О, если бы Небу было угодно, чтобы я ушел прежде, чем свет фонарика упал на пустое кресло еще раз! После того, как это все-таки произошло, я не мог уйти тихо; вместо этого я издал приглушенный крик, который, видимо, потревожил, хотя и не разбудил спящего с другой стороны холла. Мой сдавленный крик и прежнее ровное похрапывание Нойеса были последними звуками, которые я слышал в подавленном безумием доме под покрытой черными деревьями вершиной холма, населенного призраками, — в этом доме, ставшем средоточием транскосмического ужаса меж одиноких зеленых холмов и шепчущих проклятия ручьев этой древней земли.
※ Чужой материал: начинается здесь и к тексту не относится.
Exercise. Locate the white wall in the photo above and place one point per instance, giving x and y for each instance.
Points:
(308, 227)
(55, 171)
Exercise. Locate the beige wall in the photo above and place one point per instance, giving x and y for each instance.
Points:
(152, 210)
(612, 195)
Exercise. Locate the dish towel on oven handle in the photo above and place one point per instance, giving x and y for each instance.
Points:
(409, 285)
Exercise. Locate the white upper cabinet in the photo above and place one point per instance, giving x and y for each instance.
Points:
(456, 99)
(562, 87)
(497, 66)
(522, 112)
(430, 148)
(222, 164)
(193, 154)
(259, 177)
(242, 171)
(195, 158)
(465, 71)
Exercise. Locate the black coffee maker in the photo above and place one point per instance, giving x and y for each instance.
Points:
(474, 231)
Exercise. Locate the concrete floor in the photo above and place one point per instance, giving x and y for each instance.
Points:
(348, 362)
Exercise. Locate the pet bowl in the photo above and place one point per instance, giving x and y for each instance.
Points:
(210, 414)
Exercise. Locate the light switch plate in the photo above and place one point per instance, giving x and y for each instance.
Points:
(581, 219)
Удивительно, что я не выронил из рук фонарик, саквояж и револьвер во время своего панического бегства, но мне как-то удалось все это удержать. Я выбрался из ужасной комнаты и из этого дома без всякого лишнего шума, сумел забраться со своими пожитками в старый «форд», стоявший под навесом, и вывести эту древнюю развалюху, чтобы отправиться на ней в неизвестную мне пока зону безопасности посреди этой черной безлунной ночи. Последовавшая затем гонка была похожа на бред, порожденный воображением По или Рембо, или гравюрами Гюстава Доре, но в конце концов я достиг Тауншенда. Вот и все. Если мое психическое здоровье до сих пор сохранилось, то это чистая удача. Время от времени меня охватывает страх при мысли, что принесут предстоящие годы, особенно это проявляется с тех пор, как была открыта столь неожиданно планета Плутон.

Как я уже упоминал, тогда мой фонарик вновь вернулся к пустому креслу, описав перед этим круг по комнате; и тут я в первый раз заметил на сиденье странные предметы, поначалу не разглядев их из-за разбросанных пол пустого халата. Эти предметы, всего три, не были впоследствии обнаружены следователями. Как я сказал уже в самом начале, ничего собственно ужасного в них не было. Кошмар определялся тем, что можно было предположить, исходя из их присутствия здесь. Даже теперь меня не покидают сомнения — моменты, во время которых я почти готов разделить скепсис людей, приписавших все случившееся со мною сну, галлюцинациям и расстроенным нервам.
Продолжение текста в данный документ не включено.